Reproducibility

Your second full assignment, due March 26 (intermediate deadline March 18), is to attempt to reproduce one or more experiments from a systems paper that you were not involved in.

Reproduction can be uninteresting. When authors publish their full code and experimental setup scripts, reproducing an experiment can be as easy as typing make graph, and the results will vary minimally from the published version. This kind of reproduction, which is more specifically called replication (ACM description), is limited because, for example, when the authors made a mistake in experimental design, it simply repeats their mistake. (Replication is still super valuable though!) On the other hand, when authors rely on proprietary data and resources, such as a billion users, a data center, or a quantum computer, reproduction is impossible on its face, which is also uninteresting for us. Reproduction is most valuable when reproducers put in some independent effort. That makes reproduction instructive for the reproducers (who learn experimental design issues and tools). It is also revealing about the reproduced work: maybe technological evolution since original publication has changed results; maybe the original work was wrong or overlooked something important!

Detailed description

Select a systems paper that contains at least one experiment you want to try to reproduce. The paper must contain data, which can be in graph form, table form, or even just references to experiments in text (e.g., “In Featherstitch asynchronous mode, after crashing, fsck nearly always reported that the file system contained…errors…. With our soft updates dependencies, the file system was always consistent” [Frost et al. 2007]). The paper must not originate from your research group, past or present. We need not have read it in class.

Note that reproduction does not mean that you run exactly the same experiment.

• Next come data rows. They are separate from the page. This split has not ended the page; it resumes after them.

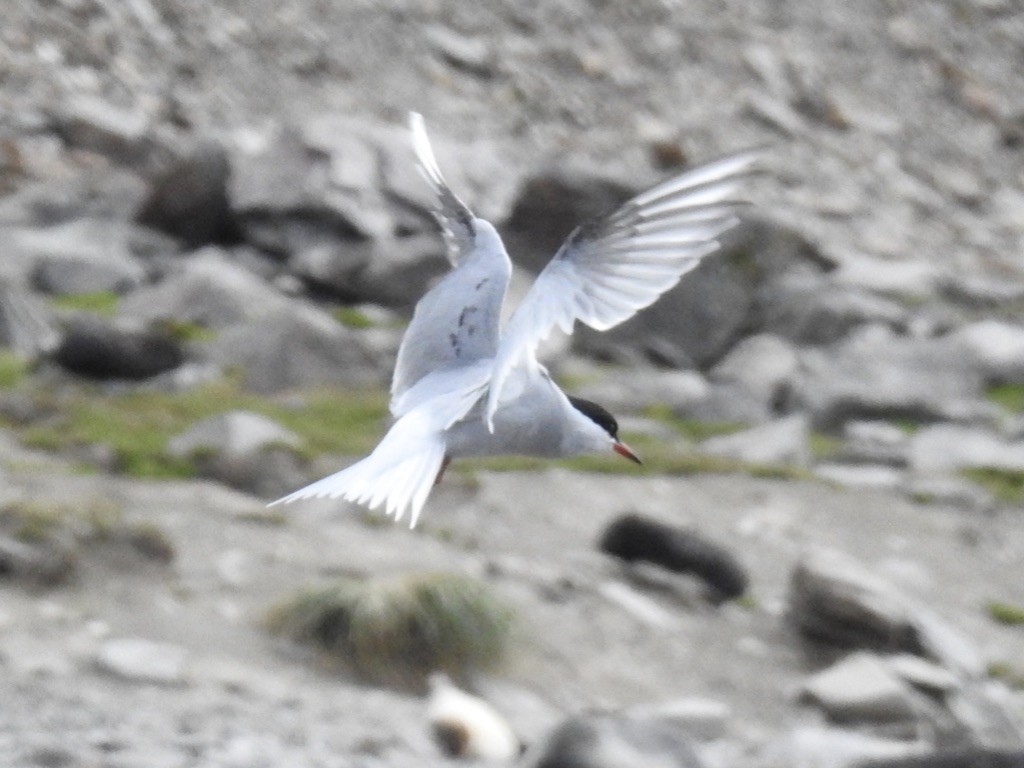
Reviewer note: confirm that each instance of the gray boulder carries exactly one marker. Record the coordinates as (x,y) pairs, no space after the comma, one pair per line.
(998,348)
(244,450)
(140,660)
(859,688)
(231,434)
(87,255)
(808,309)
(947,448)
(878,375)
(698,321)
(188,201)
(98,349)
(297,347)
(614,741)
(782,441)
(836,600)
(209,289)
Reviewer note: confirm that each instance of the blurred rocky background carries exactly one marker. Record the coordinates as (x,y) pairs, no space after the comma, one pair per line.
(211,236)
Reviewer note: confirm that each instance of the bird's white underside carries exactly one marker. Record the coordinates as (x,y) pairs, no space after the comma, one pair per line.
(602,275)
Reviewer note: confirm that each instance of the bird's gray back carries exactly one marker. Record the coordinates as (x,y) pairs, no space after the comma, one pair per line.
(458,321)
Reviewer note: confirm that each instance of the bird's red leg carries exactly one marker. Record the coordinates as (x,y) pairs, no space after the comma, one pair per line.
(440,473)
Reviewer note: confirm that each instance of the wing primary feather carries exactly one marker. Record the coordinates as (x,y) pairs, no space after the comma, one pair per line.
(609,268)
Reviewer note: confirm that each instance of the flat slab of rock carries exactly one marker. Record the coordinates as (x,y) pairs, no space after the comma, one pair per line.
(141,660)
(861,687)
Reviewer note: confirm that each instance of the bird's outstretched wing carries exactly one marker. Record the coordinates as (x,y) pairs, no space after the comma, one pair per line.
(457,322)
(614,265)
(402,469)
(453,215)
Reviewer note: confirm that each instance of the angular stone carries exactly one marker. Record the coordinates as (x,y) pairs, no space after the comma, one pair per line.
(210,290)
(188,201)
(782,441)
(141,660)
(615,740)
(859,688)
(97,349)
(875,374)
(231,434)
(764,366)
(808,310)
(298,347)
(946,448)
(998,347)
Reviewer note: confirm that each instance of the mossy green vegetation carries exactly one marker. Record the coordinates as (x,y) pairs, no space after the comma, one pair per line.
(658,458)
(1008,673)
(690,428)
(399,629)
(352,316)
(1007,613)
(13,369)
(64,526)
(1010,396)
(103,303)
(1005,484)
(137,425)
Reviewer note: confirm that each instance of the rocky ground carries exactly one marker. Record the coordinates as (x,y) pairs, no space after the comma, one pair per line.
(220,201)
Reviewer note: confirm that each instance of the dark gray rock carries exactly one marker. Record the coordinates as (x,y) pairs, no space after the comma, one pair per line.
(947,448)
(337,267)
(784,440)
(875,442)
(231,434)
(998,348)
(763,366)
(550,206)
(636,538)
(244,450)
(836,600)
(400,270)
(188,201)
(209,289)
(87,255)
(878,375)
(91,123)
(298,347)
(140,660)
(971,757)
(96,349)
(698,321)
(27,325)
(610,741)
(808,309)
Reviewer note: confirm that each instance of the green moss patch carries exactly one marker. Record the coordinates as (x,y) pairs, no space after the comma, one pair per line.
(137,425)
(13,369)
(1005,484)
(103,303)
(400,629)
(1010,396)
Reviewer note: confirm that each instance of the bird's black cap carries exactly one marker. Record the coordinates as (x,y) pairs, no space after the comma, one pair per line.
(596,414)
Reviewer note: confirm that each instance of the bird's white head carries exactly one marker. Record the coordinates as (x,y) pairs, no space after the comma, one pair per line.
(593,430)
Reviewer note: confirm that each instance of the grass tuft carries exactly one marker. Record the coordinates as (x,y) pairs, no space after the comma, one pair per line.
(400,629)
(137,425)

For example, you might reproduce Figure 2 of Liedtke 1996, but using modern hardware and operating systems. In many cases, the experimental design matters more than the specific code being evaluated.
Develop a plan for how you will reproduce this experiment. Is the code for the experiment available, or will you need to in some part write your own code? Assuming code is available, how will you ensure that you are reproducing, rather than merely replicating, the paper’s results?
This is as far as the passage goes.